AI Product Investigation · Started Feb 21, 2026 · Active
Testing whether AI can reliably convert WordPress pages into clean, production-ready static HTML — and what that reveals about workflow design, evaluation methodology, and product potential.
I designed a multi-step conversion pipeline with separate orchestrator and judge agents, built a weighted scoring framework with hard pass/fail gates, and iterated through six major prompt versions. The core finding: visual similarity is easy to fake — the real challenge is building a workflow that can verify content accuracy, structural integrity, and interaction fidelity at a production quality bar.
Each model output is scored on a 0–5 scale across seven weighted dimensions. Scores are calculated per model, per page type (Simple, Elementor), then averaged for an overall score.

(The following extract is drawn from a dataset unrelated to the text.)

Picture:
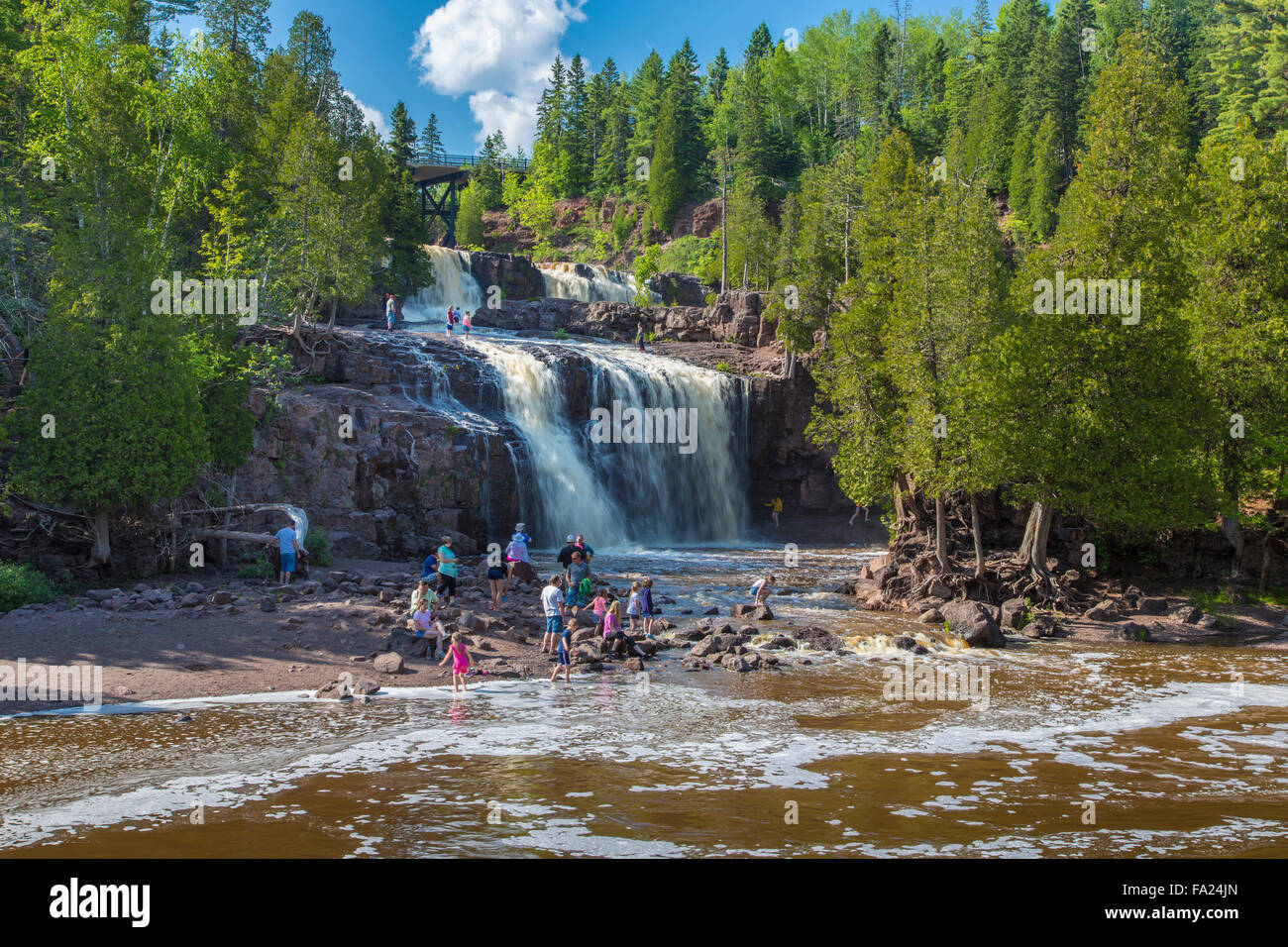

Scoring weights (v3.2): Visual Likeness 25% · Content Likeness 25% · Interaction Fidelity 10% · SEO Fidelity 10% · Accessibility 5% · Asset Integrity 5% · Turns to Completion 20%
Some dimensions have minimum score requirements regardless of overall weighted total. An output that scores well on visual likeness but drops critical content or breaks accessibility cannot pass.
85%+ overall weighted score required for a model to qualify for production use. Models below threshold are not considered regardless of cost.